As I've already told you, decisions, made in a burned state may seem very reasonable, while being biased and not reasonable at all. It's very easy to mess your life up when you are desperately tired of everything.

My Burnout Resistance Tips

I've managed to work out rather straightforward but essential rules that I always try to follow:

  • One project at a time
  • At least 1-2 forced days-off weekly
  • Forced-limited daily working hours,
  • Ban for night working hours
  • Reliable financial management strategy that allows not to care much about money
  • Forced 1-2 weeks vacations 2-3 times a year with rebooting travels
  • Stick-and-carrot-based self-praise strategy that keeps me motivated, rewarded, and satisfied.
  • Regular walks
  • Regularly doing sports (in progress, but not done yet)

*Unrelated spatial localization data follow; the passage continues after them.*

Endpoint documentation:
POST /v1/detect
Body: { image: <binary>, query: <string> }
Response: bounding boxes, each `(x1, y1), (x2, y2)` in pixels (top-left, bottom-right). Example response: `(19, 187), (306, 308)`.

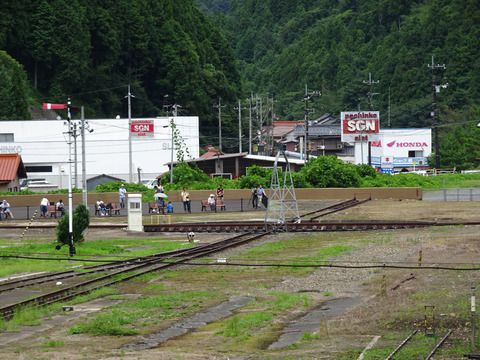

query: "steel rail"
(0, 231), (269, 320)
(143, 220), (449, 232)
(0, 232), (254, 293)
(385, 329), (418, 360)
(299, 199), (358, 218)
(425, 329), (453, 360)
(308, 199), (369, 221)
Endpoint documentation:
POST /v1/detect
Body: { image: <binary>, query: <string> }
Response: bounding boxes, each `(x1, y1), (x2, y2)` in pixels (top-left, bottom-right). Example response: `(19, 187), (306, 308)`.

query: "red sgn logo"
(342, 119), (379, 134)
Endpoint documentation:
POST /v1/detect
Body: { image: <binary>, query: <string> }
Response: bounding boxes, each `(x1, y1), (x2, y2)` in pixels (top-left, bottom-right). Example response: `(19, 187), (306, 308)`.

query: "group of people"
(39, 197), (65, 217)
(153, 183), (173, 214)
(251, 185), (268, 209)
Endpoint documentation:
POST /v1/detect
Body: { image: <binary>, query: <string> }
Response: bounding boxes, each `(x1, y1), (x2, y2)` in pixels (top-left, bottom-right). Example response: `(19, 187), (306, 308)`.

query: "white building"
(354, 128), (432, 172)
(0, 117), (199, 188)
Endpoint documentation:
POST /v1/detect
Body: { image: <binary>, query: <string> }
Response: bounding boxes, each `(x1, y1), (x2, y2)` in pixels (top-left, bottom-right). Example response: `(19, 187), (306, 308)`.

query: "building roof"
(271, 121), (303, 138)
(245, 154), (307, 165)
(200, 145), (223, 159)
(293, 124), (341, 137)
(87, 174), (125, 182)
(0, 154), (27, 182)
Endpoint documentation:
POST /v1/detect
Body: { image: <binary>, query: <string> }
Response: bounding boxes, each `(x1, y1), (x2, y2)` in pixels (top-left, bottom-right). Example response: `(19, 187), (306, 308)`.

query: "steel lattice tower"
(264, 150), (300, 231)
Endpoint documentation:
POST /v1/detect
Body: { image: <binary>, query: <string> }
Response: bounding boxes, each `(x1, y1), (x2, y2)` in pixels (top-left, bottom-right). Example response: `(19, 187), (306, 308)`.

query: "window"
(25, 166), (53, 173)
(408, 150), (424, 158)
(130, 202), (141, 209)
(0, 133), (14, 142)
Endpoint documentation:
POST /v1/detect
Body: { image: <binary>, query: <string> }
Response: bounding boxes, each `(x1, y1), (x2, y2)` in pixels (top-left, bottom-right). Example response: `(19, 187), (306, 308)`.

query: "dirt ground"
(0, 199), (479, 359)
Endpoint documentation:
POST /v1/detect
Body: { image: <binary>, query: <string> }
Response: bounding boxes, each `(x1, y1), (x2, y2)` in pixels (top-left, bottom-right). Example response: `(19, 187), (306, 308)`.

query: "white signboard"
(341, 111), (380, 142)
(131, 120), (154, 139)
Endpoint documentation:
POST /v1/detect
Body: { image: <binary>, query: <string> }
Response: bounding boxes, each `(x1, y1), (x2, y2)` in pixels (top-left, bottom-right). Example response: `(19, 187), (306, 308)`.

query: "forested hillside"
(0, 0), (240, 130)
(0, 0), (479, 167)
(199, 0), (480, 167)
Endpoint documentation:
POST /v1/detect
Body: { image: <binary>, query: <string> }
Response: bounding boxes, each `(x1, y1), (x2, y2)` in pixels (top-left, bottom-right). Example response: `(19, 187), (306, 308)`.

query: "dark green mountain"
(199, 0), (480, 167)
(0, 0), (240, 131)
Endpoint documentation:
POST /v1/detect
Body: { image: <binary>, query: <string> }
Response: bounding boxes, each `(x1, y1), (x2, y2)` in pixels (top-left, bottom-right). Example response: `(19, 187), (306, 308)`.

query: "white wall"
(353, 128), (432, 168)
(0, 117), (199, 187)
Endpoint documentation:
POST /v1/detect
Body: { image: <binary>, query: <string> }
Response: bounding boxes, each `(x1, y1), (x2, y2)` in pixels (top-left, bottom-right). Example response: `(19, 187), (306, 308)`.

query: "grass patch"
(42, 340), (65, 348)
(0, 238), (189, 278)
(70, 290), (214, 336)
(216, 292), (309, 343)
(0, 303), (63, 332)
(69, 309), (139, 336)
(69, 287), (118, 305)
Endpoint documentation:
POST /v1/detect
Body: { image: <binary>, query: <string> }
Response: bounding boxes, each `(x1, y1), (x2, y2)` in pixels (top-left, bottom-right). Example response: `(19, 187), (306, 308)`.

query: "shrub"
(356, 164), (377, 178)
(237, 174), (270, 189)
(56, 204), (90, 247)
(300, 156), (361, 187)
(96, 182), (148, 193)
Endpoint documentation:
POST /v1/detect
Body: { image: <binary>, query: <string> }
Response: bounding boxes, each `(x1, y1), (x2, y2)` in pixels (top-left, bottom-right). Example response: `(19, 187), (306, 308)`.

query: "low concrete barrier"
(0, 187), (422, 207)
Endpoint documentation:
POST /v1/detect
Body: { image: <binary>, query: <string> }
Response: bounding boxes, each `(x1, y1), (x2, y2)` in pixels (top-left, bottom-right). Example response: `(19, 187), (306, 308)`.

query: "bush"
(300, 156), (361, 187)
(356, 164), (377, 178)
(95, 182), (148, 193)
(56, 204), (90, 247)
(161, 163), (212, 190)
(237, 174), (270, 189)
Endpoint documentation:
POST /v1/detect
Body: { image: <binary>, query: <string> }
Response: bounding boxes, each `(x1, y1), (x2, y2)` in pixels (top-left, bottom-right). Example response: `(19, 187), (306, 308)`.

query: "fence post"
(470, 188), (473, 202)
(26, 206), (29, 220)
(443, 189), (447, 201)
(457, 188), (460, 201)
(240, 198), (243, 212)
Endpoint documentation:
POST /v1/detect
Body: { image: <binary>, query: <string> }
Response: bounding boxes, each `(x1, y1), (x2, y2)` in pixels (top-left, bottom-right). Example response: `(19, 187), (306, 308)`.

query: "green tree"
(56, 204), (90, 247)
(0, 51), (30, 119)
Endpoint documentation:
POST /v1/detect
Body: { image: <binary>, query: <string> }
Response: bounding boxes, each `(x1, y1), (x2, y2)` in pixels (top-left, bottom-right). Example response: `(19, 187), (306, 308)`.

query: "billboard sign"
(341, 111), (380, 142)
(131, 120), (154, 138)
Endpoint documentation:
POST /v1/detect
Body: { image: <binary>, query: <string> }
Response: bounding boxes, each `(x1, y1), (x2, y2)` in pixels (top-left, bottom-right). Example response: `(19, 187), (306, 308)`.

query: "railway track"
(299, 198), (370, 221)
(143, 219), (480, 233)
(0, 231), (270, 320)
(385, 329), (453, 360)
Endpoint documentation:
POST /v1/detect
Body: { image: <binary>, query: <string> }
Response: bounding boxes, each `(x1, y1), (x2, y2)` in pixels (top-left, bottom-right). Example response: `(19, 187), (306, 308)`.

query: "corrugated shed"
(0, 154), (27, 181)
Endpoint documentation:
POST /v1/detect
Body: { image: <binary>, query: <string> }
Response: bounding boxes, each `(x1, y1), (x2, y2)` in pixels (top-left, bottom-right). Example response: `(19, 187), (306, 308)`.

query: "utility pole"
(387, 86), (391, 128)
(66, 98), (75, 256)
(249, 93), (253, 154)
(303, 85), (321, 161)
(363, 73), (380, 166)
(428, 55), (447, 169)
(80, 106), (87, 207)
(72, 123), (79, 189)
(234, 100), (247, 153)
(126, 84), (135, 183)
(363, 72), (380, 110)
(214, 97), (225, 152)
(169, 104), (181, 184)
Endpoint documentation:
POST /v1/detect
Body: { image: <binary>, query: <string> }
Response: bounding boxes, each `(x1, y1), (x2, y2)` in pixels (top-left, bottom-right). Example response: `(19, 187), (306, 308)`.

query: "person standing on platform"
(181, 188), (191, 213)
(119, 184), (127, 208)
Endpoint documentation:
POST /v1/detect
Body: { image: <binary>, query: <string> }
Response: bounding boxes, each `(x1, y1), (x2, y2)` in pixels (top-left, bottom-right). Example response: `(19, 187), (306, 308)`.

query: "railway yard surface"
(0, 199), (479, 359)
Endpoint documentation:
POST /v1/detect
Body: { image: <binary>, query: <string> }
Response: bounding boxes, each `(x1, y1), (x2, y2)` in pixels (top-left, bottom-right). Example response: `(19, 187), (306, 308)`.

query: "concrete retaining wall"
(0, 187), (421, 206)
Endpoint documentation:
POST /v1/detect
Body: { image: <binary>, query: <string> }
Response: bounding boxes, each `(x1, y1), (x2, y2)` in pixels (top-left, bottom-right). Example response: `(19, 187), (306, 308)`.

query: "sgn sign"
(131, 120), (154, 138)
(341, 111), (380, 142)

Following them, I'm able to work hard, sometimes too hard, carry out all the responsibility, uncertainty, and stress of freelance and even love my job most of the time.

Though a significant amount of time I feel rather tired due to hard work mainly, that's rather controllable. I'm able to get fully restored on the weekends and during vacations.

One more thing. It's very important to balance aspects of life: work, relations, relatives, friends, sports, etc. It's really essential not to let life get skewed by one of its aspects.

Does Burnout Exist?

One of the popular opinions is that burnout does not really exist.

I believe it to be very mindset, lifestyle, and habits specifically. The way you approach your work really matters. Either you work irregularly but hard or regularly and gently.

That's why somebody hardly ever gets burned and somebody does.

There is one thing I'm sure about. If burnout was more widely discussed 4-5 years ago, I wouldn't have likely gotten into the situation above.

On the one hand, I wish I haven't. On another hand, now I know how far it can all get.